The trial was suspended in September, when preliminary analyses showed that the vaccine failed to protect participants against HIV (see Nature 449, 390 ; 2007). The vaccine consisted of three HIV genes carried by a weakened viral vector. Neither the HIV genes nor the vector, made from a common-cold virus called adenovirus 5, were capable of causing infection.
But it seems that trial participants who had a pre-existing immunity to adenovirus 5 were more likely to become HIV-positive if they received the vaccine. Among male volunteers who had high levels of antibodies against the adenovirus, 21 of 392 became infected in the vaccinated group, but only 9 of 386 were infected in the placebo group. The vaccine did not affect infection rates in men with no adenovirus-5 immunity.
The trial was not designed to examine the relationship between adenovirus-5 immunity and HIV infection, and researchers cannot say whether the result is statistically significant. But they can't ignore the findings, says Anthony Fauci, director of the National Institute of Allergy and Infectious Diseases in Bethesda, Maryland. The start of another HIV-vaccine trial has been pushed back several months to allow more time for scientific review, he says.
For now, researchers are trying to determine whether the vector is to blame or whether those with high adenovirus-5 immunity are at risk for unrelated reasons. Immunologists say it is also theoretically possible that vaccination in those with pre-existing immunity may have triggered an immune response that transiently boosted production of activated CD4 cells — the very immune cells that HIV infects.
That theory leaves several questions unanswered. For example, it is not known how long after vaccination the activated CD4 cells would have remained in the mucosal surfaces where HIV first gains entry, says Fauci.

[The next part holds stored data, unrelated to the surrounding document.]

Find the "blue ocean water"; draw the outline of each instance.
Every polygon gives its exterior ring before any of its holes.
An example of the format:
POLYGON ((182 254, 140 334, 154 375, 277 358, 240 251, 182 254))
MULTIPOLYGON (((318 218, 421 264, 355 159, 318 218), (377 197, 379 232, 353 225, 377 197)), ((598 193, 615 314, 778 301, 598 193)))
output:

Researchers are nevertheless concerned. One possible solution is to limit future trials of adenovirus-5-based vaccines to participants with very low levels of immunity to the vector, says Gary Nabel, director of the Vaccine Research Center at the National Institutes of Health in Bethesda, Maryland. But doing so would close off the trials to a large proportion of the population they aim one day to help: more than 80% of sub-Saharan Africans have significant levels of adenovirus-5 immunity. In addition to the planned HIV-vaccine trial, an Ebola vaccine in development also relies on an adenovirus-5 vector.
But at this stage in vaccine development, researchers are just looking for a proof of concept rather than a vaccine that can be put directly to use, says Lawrence Corey, lead investigator of the HIV Vaccine Trials Network. Alternatives to adenovirus 5 are being developed, and may be substituted once the efficacy of a vaccination strategy has been shown. Nevertheless, vaccine developers will face challenging decisions in light of the new data, he says: “Translating uncertain data into policy is always a difficult issue.”
但在疫苗开发的这个阶段,研究人员只是期望找到支持理论的证据,而非直接能应用的疫苗,HIV疫苗实验网络第一调查人 Lawrence Corey说道。腺病毒5的谨慎使用已被提出,而且一旦接种策略被证明有效的话,就可能取代腺病毒5了。然而,疫苗开发人员将面临挑战性决策,因为可供参考的资料有限,他说到:”把未凿的资料转变为策略本身就是一个困难的问题。